Afterwards, my mum usually kneads salt into her butter which helps to preserve it, but depending what you are cooking with it, you may leave it unsalted. This will spoil faster though, so make it if you know you are going to finish it within a couple of weeks.
Your yellow clump of home-made butter will have a fresh, unctuous mouth feel with slightly tangy undertones. The butter will be much paler than store-bought ones, which is as it should be.
Once you have your pat of butter, you can add all sorts of flavours to it. One of the most unusual and delicious combinations is vanilla butter. Here is a ridiculously simple recipe off one of my favourite books, Heston Blumenthal at Home. What you need is unsalted butter at room temperature and four to five fresh vanilla pods. Halve the pods lengthways, scrape off the seeds and then blend them into the butter using a hand blender. I poured a tiny lake of this around a salted, fried fish fillet and it was excellent.
Parsley butter is also quite simple to make. Melt unsalted butter in a pan, add a dash of lemon juice, finely-chopped fresh parsley, salt and a dash of mustard and mix in a blender. Parsley butter tastes delicious drizzled over grilled, sautéed and roasted fish, chicken and even steak.
If you're up for a little mess, then try making whole roast chicken with it. It's a bit fiddly but absolutely worth the effort. I took a whole, raw, brined chicken and gently loosened its skin. Then I slipped spoonfuls of parsley butter under the loosened skin, add a further lick of butter to the outside and popped it in the oven to roast. The meat was juicy and tender, the skin crisper.

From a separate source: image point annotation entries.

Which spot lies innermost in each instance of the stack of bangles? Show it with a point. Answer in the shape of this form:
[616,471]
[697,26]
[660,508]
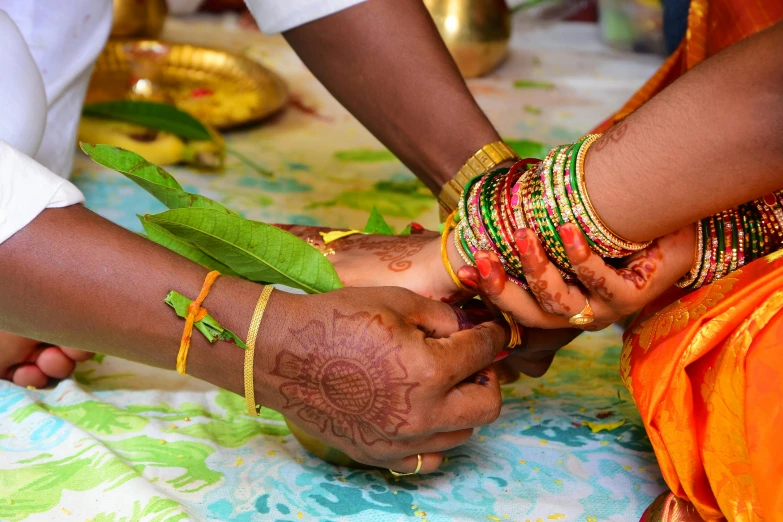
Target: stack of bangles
[552,193]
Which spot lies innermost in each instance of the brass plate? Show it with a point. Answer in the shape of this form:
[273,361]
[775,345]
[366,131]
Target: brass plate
[221,89]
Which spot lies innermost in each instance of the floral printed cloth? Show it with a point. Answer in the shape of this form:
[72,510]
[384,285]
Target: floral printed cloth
[122,442]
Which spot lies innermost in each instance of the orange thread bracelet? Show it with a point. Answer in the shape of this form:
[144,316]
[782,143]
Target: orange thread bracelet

Blumenthal gives recipes for all sorts of butter variants - acidulated butter with vinegar and wine, blue cheese butter, even a sour cream butter made with soured cream and cream cheese. Think of butter as a blank canvas; you can add whatever you like to it – chillies, thyme, paprika, lime, orange, apple, coriander, mushrooms, wine, bacon, anchovy, whatever! You can even tweak butter by cuisine. Perhaps a Schezwan butter made with vinegar, soy, chillies and chilli sauce? You can serve it with a slab of fish or a heap of green, leafy vegetables.
How to Brown Your Butter
Browned butter (what the French call beurre noisette) is a good way to add complexity and richness to your dishes, without a lot of extra effort. It sounds complex but it's really only butter heated until it darkens. You can add it to risotto, popcorn, veggies, over poached fruit, in tart fillings, in brownies etc.
Now I am going to tell you how to use brown butter in a classic French dish - Sole Meuniere. It's sounds intimidating but isn't at all; perfect for impressing friends and family.
Take a fillet of flatfish and rub it with salt and pepper, dredge lightly in flour and cook it in a mixture of oil and butter until golden brown. Now for the Beurre Noisette, take the fish off the pan, and put a stick of butter in the same pan. Let it melt and bubble on gentle heat, and keep whisking until it browns. Word of caution: The butter turns amber all of a sudden, so don’t take your eyes off it. Once done, take it off the fire (or it will keep cooking), strain if you like, squeeze lemon juice and add fresh parsley, then pour it on top of the fillets. Voila!